In a minibus with European and American tourists, Ziad Abu Hassan explains why he leads tours to the occupied West Bank, riddled with tensions between Palestinians and Israeli settlers and soldiers.
“I want you to see the reality on the ground, the daily life for Palestinians,” he says. “And when you go home, tell others what you have seen.”
Feelings run high in the divided city of Hebron, where political and religious strife is part of daily life.
The photo-snapping visitors follow their guide through the narrow streets of the old quarter, which is covered by a wire mesh to catch bottles, bricks and rubbish hurled at Palestinians by hardline Jewish settlers who live above the shops.
Israeli soldiers with bulky M16 rifles run out of a building after an apparent search and block off the road for 15 minutes before allowing a few locals and the tourists to pass.
Even Hebron’s holy site, the Tomb of the Patriarchs, where Old Testament prophet Abraham and his son Isaac are thought to be buried, reflects the city’s deep divisions, with the compound split between a mosque and a synagogue.
The animosity in Hebron goes back to the 1929 killing of 67 Jews by Arabs. In 1994, a Jewish extremist gunned down 29 Muslims inside the mosque.
“I had some idea of the situation [of the Palestinians], but not to the extent of what I saw first hand,” says Bernard Basilio, a middle-aged Californian traveling with his elderly mother and other relatives. “I was appalled.”
The West Bank, which had welcomed around a million visitors in the first eight months of 2000, was plunged into violence with the outbreak of the intifada, or uprising, in September that year, causing tourists to flee.
The Palestinian tourism ministry, which tracks visitors by cities, says finally there are signs of a revival.
During the first three months of this year, Bethlehem, the top destination, reported 184,000 visitors — more than double the number in the same period last year. Hebron saw 5,310 visitors, compared with none the year before.
Much of Palestinian tourism is now on a mission, whether to boost political awareness or help protect the cultural heritage.
On the outskirts of the city of Nablus, Adel Yahya, an archeologist who heads the Palestinian Association for Cultural Exchange, leads a few Europeans to an excavated site smack in the middle of housing blocks.
The site, littered with plastic soda bottles and bags, is surrounded by a chain-link fence with no guard in sight. The gate is open for anyone to walk unhindered around what was once the Canaanite city of Shechem, dating from 1900BC-1550BC.
“Four thousand years old, that’s as old as the pyramids,” says Yahya, pointing to the ruins of an ancient temple and city gate.
Unlike Egypt’s treasures, historical and religious sites in the occupied West Bank have been neglected during the years of unrest. The tourism ministry says the Palestinian government has approved forming a unit to manage the sites which should be fully operational by the end of the year.

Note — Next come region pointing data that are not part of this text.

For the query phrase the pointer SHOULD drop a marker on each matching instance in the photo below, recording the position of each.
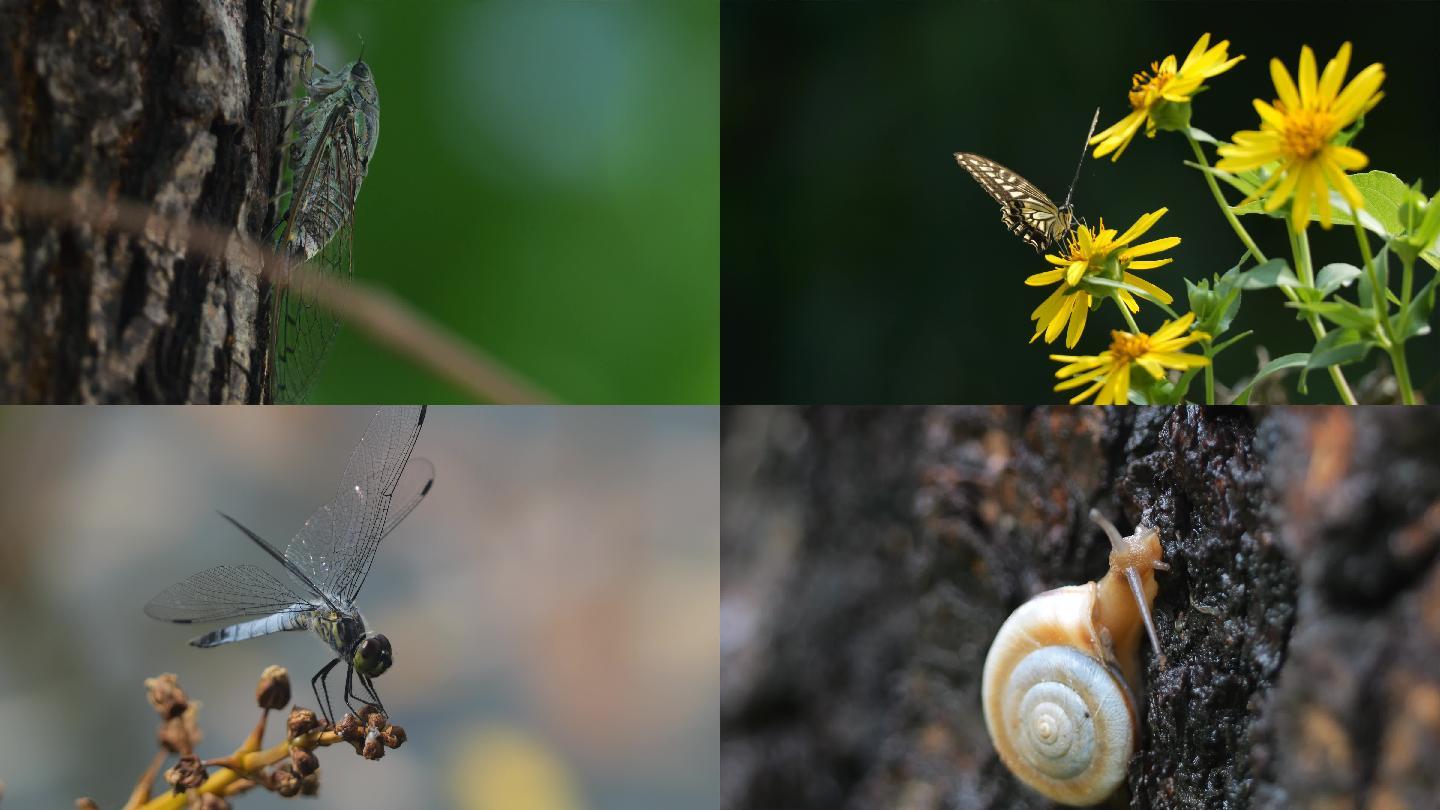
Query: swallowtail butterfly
(1024, 209)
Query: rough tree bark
(870, 555)
(170, 104)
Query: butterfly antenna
(1083, 149)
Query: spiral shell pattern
(1067, 722)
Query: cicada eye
(373, 656)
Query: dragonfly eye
(373, 655)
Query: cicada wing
(321, 227)
(225, 593)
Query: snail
(1062, 676)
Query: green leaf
(1339, 355)
(1244, 182)
(1203, 136)
(1335, 276)
(1182, 385)
(1276, 365)
(1422, 307)
(1218, 348)
(1146, 294)
(1273, 273)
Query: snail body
(1062, 676)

In contrast to the nearly 1 million people who visited the Jewish state in the first five months of this year — up 43 percent compared with the same period last year — busloads of tourists do not swarm to this corner of the Holy Land.

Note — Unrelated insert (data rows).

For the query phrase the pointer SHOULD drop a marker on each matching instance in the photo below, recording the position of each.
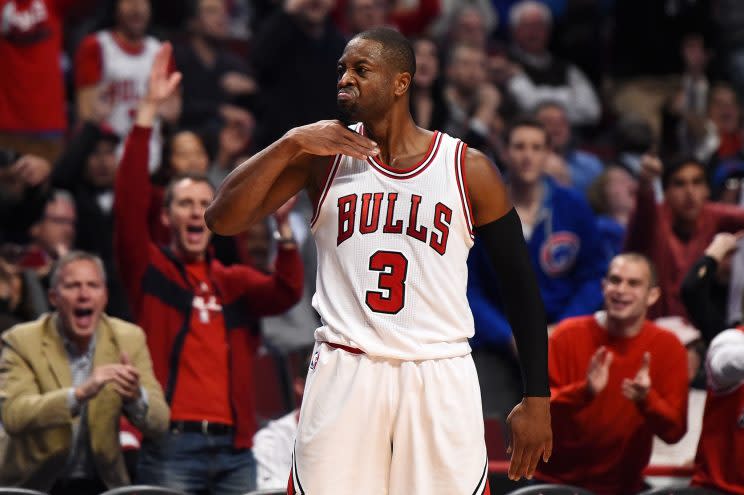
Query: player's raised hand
(599, 371)
(331, 137)
(531, 436)
(637, 388)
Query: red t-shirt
(719, 463)
(603, 444)
(202, 387)
(32, 97)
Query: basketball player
(392, 403)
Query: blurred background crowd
(641, 101)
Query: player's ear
(402, 83)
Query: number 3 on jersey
(393, 268)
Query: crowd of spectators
(617, 126)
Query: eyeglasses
(60, 220)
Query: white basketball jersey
(392, 251)
(124, 82)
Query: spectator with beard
(213, 78)
(200, 316)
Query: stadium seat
(551, 489)
(142, 490)
(274, 396)
(680, 490)
(10, 490)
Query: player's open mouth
(83, 317)
(346, 94)
(194, 233)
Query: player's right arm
(268, 179)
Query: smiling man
(616, 380)
(199, 316)
(65, 379)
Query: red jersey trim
(128, 47)
(329, 180)
(462, 187)
(410, 172)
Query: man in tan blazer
(66, 379)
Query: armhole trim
(460, 154)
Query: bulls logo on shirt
(559, 252)
(392, 215)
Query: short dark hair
(676, 164)
(196, 177)
(398, 49)
(526, 121)
(641, 258)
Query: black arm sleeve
(507, 250)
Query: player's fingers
(358, 139)
(516, 468)
(532, 457)
(548, 450)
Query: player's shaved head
(396, 48)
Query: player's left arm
(498, 225)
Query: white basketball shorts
(373, 426)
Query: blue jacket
(569, 263)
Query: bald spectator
(721, 449)
(53, 235)
(616, 380)
(584, 167)
(472, 102)
(540, 76)
(65, 379)
(675, 233)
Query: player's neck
(130, 40)
(624, 329)
(526, 194)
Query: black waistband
(205, 427)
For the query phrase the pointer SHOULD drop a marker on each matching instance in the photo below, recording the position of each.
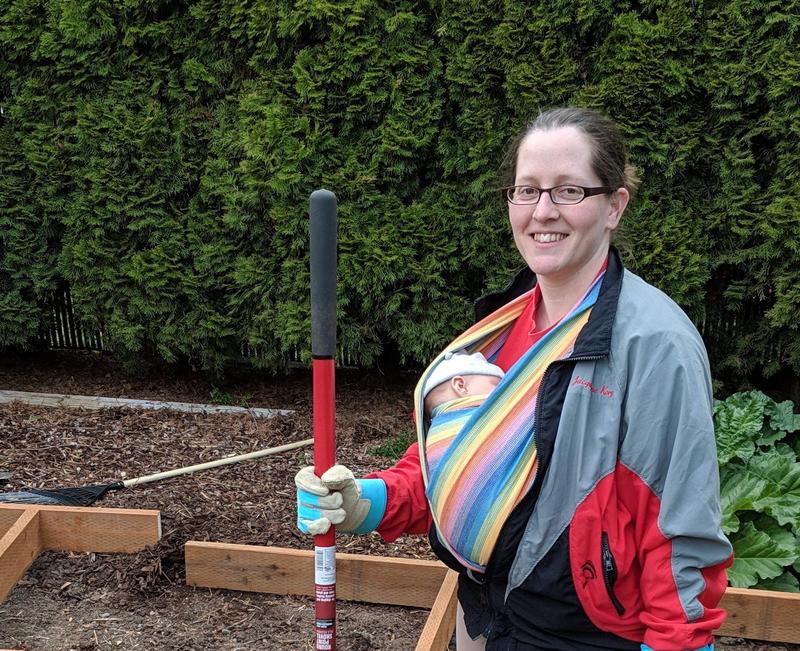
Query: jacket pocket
(610, 572)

Palestinians say tourists are discouraged because of the Israeli-built separation barrier and the more than 500 roadblocks that restrict movement throughout the West Bank. Israel says they are needed for security.
Most tourists who visit the West Bank venture only as far as Bethlehem, sacred to Christians as the birthplace of Jesus Christ, a mere 10km south of Jerusalem. Yet even on this short trip, they must pass through an Israeli checkpoint and the 6m high grey concrete wall, which seals off the town.
“The wall has made Bethlehem into a big prison for its citizens,” says the city’s mayor, Victor Batarseh.
But he adds the situation for tourists has improved in recent years with quick passage through checkpoints, and the news that the city is peaceful and safe is being spread by Christian churches and travel agents.
Still, visiting the Palestinian territory is far from what many tourists would call a pleasure trip.
Guide Abu Hassan, 42, based at the Jerusalem Hotel in the city’s mostly Arab east, takes groups on an alternative “political tour” that includes stopping at a refugee camp and pointing out a sewage pipe that Palestinians walk through to pass under the Israeli barrier.
“We try to balance it,” says Yahya of PACE tours. “A little bit of history and a bit of politics, which is depressing in this part of the world, and then something of ordinary life like a stop at a nice restaurant.”
Over lunch in Nablus, where the souvenir shops outside the restaurant have closed down, he blames the Israelis for the downturn in tourism and the overall Palestinian economy since the 2000 intifada.
“If there was no occupation, there would be no intifada,” Yahya says.
Despite the difficulties involved in visiting the West Bank, Rori Basilio, 77, who is on her fourth trip to the Holy Land since the early 1980s, takes a devout pilgrim’s view of the situation in places like Hebron.
“If something requires a little struggle, it can be a more spiritual experience,” she says.